Тута спа-а-ть укладет…

Только наутро грозная реальность снова ощеривается на нас. Опять возникает слово «этап». Как? Значит, и отсюда еще есть куда ехать? А как же! А Мылга! Она считается штрафная для Эльгена. А то есть еще Известковая. Так та штрафная для Мылги. А лесоповал? Сколько точек в тайге, по сравнению с которыми этот барак дворцом покажется! А лето придет — сенокос. По кочкам… ну, то еще дожить надо…

Марья Сергеевна не из тех, кто любит сказки сказывать. Что есть, то есть. Глаза закрывать нечего, надо правду знать. А пугаться-то все равно нечего. Везде люди. И на лесоповале живут… Не все бригадиры звери. Есть и ничего…

— Статьи-то у вас больно аховые. Тюрзаки ведь вы… Хуже каэртедешников, говорят. Ничего, обомнется… Привыкнет начальство. Сначала-то и каэртедешникам пикнуть не давали, а теперь вон одну даже завбаней поставили.

Да, мы попали на Эльген, на штрафную командировку, но не за провинности, а просто «по статье», как тюрзаки. А другие здесь почти все за что-нибудь, чаще здесь самые отъявленные рецидивисты — «оторвы». А еще — мамки.

— Чего-то начальству так подумалось, что здесь самое что ни на есть место подходящее для младенчиков. Право… Деткомбинат построили… Зона для заключенных деточек. Ну, и мамок тут полно. Которые младенцы выживут, тех уж из ружья не убьешь…

Мамки — этим собирательным именем обозначались все заключенные женщины, пойманные на запретных любовных связях или «уличенные» в беременности.
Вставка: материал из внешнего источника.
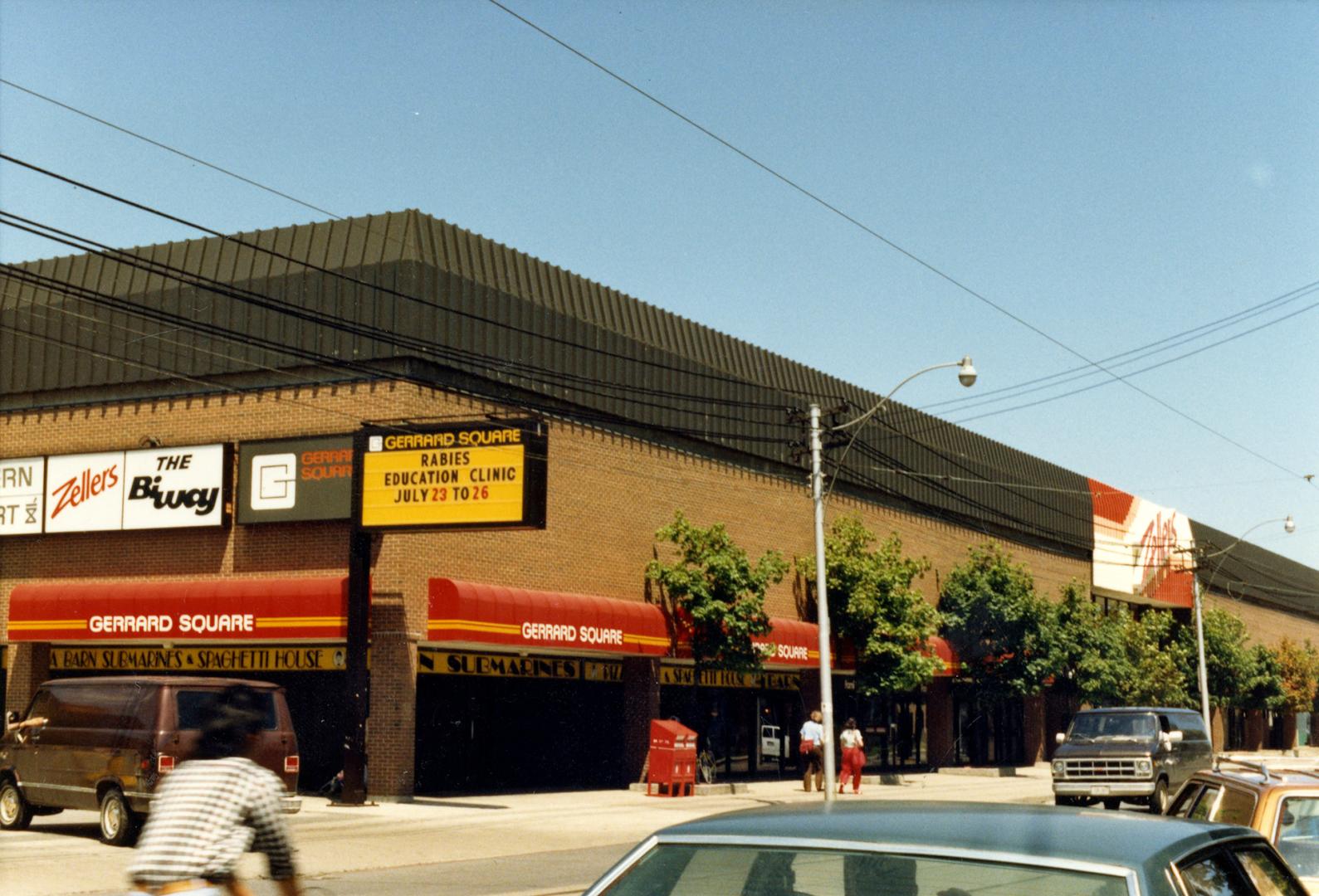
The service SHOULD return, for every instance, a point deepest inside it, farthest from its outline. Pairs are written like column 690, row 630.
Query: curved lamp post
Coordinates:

По отношению к ним строгие меры пресечения сочетались с некоторым даже гуманизмом, что ли.

Несколько раз в день раздается специальный сигнал с вахты.

— На кормежку!

И те же закутанные в тряпье бесполые фигуры, разобравшись по пяти, торопливо топают под охраной тех же дубленых полушубков в деткомбинат, где каждой выдается на руки ее младенец. Перед младенцем стоит замысловатая задача — вытянуть несколько капель молочка из груди той, которая питается эльгенской паечкой, а работает на мелиорации. Обычно уже через несколько недель лагерные врачи констатируют «прекращение лактации», и мамка отправляется в этап на лесоповал или сенокос, а младенцу предлагается отстаивать свое право на жизнь при помощи бутылочек «Бе-риса» и «Це-риса». Так что состав мамок страшно текуч, все время обновляется свозимыми со всей Колымы грешницами.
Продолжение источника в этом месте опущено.